The standard acknowledges that non-Roman alphabets may require adaptation of the typographic specifications. When the pharmacopoeia of a particular country necessitates the use of non-Roman characters, analogous principles of legibility should be applied. This flexibility ensures global applicability while maintaining the core safety benefits of standardized colour coding.
From an engineering perspective, the label material must be suitable for writing additional information (e.g., drug concentration) using a standard ball-point pen without smudging or blurring — a practical requirement that recognizes the dynamic nature of anaesthesia workflows where clinicians may need to annotate labels at the point of care.

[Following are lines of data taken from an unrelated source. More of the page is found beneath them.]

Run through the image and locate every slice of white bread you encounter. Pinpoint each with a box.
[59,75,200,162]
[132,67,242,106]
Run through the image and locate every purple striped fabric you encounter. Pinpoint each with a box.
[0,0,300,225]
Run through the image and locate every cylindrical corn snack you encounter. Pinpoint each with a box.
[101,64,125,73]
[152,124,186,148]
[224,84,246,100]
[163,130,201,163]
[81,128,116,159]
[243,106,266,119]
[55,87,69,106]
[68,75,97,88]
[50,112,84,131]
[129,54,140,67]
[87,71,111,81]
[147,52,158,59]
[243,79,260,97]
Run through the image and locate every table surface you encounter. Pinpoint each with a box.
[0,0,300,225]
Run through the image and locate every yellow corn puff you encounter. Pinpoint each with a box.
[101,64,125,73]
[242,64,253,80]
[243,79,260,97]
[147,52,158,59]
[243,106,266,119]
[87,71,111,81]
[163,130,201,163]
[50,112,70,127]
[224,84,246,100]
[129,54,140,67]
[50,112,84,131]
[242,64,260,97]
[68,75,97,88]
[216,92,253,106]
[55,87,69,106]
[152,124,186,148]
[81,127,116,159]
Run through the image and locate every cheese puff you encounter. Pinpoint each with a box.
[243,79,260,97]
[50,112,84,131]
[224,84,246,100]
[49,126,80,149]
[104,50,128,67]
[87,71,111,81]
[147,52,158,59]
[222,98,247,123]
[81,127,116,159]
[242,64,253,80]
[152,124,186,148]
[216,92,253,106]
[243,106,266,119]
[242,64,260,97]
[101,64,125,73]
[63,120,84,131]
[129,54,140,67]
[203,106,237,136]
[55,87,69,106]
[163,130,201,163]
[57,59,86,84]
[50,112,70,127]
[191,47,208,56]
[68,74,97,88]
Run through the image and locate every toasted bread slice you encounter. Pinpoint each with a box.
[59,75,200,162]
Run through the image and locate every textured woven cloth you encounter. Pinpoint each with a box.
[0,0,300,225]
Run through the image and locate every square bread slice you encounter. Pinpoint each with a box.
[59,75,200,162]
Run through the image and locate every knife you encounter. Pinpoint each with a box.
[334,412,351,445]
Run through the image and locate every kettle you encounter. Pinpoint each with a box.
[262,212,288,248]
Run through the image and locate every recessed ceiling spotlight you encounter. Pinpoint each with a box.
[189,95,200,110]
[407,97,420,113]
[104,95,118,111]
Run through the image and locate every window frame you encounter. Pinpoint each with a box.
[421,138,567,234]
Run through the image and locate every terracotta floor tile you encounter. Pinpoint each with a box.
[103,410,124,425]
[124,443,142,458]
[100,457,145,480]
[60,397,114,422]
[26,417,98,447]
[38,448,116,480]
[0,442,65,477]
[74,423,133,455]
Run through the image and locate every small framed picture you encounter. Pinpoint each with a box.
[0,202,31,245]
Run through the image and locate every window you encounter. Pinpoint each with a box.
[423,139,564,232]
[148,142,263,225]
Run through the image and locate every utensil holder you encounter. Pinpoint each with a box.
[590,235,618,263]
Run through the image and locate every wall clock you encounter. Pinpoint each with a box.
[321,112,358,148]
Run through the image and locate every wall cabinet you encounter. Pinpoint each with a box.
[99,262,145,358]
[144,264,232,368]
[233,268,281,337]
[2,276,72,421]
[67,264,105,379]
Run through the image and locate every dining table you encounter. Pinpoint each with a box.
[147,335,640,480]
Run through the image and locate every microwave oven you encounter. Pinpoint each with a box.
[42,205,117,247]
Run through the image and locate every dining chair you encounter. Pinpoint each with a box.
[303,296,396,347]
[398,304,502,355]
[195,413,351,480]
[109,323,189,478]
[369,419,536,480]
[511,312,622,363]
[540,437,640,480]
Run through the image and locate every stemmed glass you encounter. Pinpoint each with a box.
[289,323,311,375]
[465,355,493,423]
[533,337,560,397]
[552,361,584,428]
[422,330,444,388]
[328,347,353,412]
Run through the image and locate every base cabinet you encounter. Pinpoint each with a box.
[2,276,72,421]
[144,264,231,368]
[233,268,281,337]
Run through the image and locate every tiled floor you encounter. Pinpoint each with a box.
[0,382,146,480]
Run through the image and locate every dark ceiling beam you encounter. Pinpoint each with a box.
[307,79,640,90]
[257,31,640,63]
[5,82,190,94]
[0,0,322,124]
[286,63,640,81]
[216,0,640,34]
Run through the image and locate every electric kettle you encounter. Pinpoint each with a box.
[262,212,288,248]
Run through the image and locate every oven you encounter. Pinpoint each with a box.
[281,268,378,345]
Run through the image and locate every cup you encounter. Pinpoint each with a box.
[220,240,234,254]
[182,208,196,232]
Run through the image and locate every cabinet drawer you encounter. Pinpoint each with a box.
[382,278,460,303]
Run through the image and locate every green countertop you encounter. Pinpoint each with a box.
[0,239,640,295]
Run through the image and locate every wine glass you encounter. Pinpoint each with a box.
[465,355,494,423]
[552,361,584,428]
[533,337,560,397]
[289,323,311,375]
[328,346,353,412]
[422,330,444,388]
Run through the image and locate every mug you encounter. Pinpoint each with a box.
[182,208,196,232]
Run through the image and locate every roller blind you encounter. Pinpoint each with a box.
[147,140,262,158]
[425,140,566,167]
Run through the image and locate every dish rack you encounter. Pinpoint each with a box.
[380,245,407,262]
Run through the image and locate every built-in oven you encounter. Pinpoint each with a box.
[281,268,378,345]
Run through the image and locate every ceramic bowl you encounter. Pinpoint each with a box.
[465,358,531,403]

The standardized colour-coding system mandated by ISO 26825 has significant implications for patient safety during anaesthesia. In high-pressure clinical environments such as operating theatres and emergency departments, anaesthetists must rapidly identify and administer multiple drugs with precision. Studies on medication errors in anaesthesia have shown that misidentification of syringe contents is a preventable source of adverse events. The unambiguous assignment of specific colours to drug classes reduces cognitive load and minimizes the risk of wrong-drug administration, particularly during critical events when time is limited. The standard’s requirement for bold sans-serif lettering with minimum heights and the prohibition of all-capitals presentation further enhances readability under stressful conditions. The inclusion of tall-man lettering for distinguishing similar drug names addresses a well-documented source of medication errors — look-alike, sound-alike drug names. From a human factors engineering perspective, ISO 26825 represents an evidence-based approach to error reduction through standardized visual communication.
ISO 26825 also addresses the special case of ready-mixed drugs in a single ampoule. For example, neostigmine and glycopyrrolate combined in one preparation should be labelled reflecting the intended action — muscle relaxant reversal — with the background colour of warm red and white diagonal stripes. The standard recommends that either two separate labels may be used or a single label reflecting the dominant pharmacological action. This pragmatic approach acknowledges the clinical reality of polypharmacy in anaesthesia while maintaining the integrity of the colour-coding system.
Each requirement in ISO 26825 is paired with a specific verification method, ensuring unambiguous compliance assessment. Visual inspection is specified for colour and design requirements, functional testing for adhesive performance and writability, and physical measurement for dimensions and letter heights. The adhesive immersion test using 50 % isopropanol solution is particularly noteworthy as it simulates the clinical environment where syringes may be exposed to alcohol-based disinfectants and skin preparation solutions. Polyethylene is specified as the test syringe material because its poor adhesion properties represent a worst-case scenario — if the label adheres to polyethylene after isopropanol exposure, it will perform adequately on typical clinical syringe materials. This engineering approach to testing — selecting the most challenging conditions rather than average conditions — ensures a safety margin in real-world performance.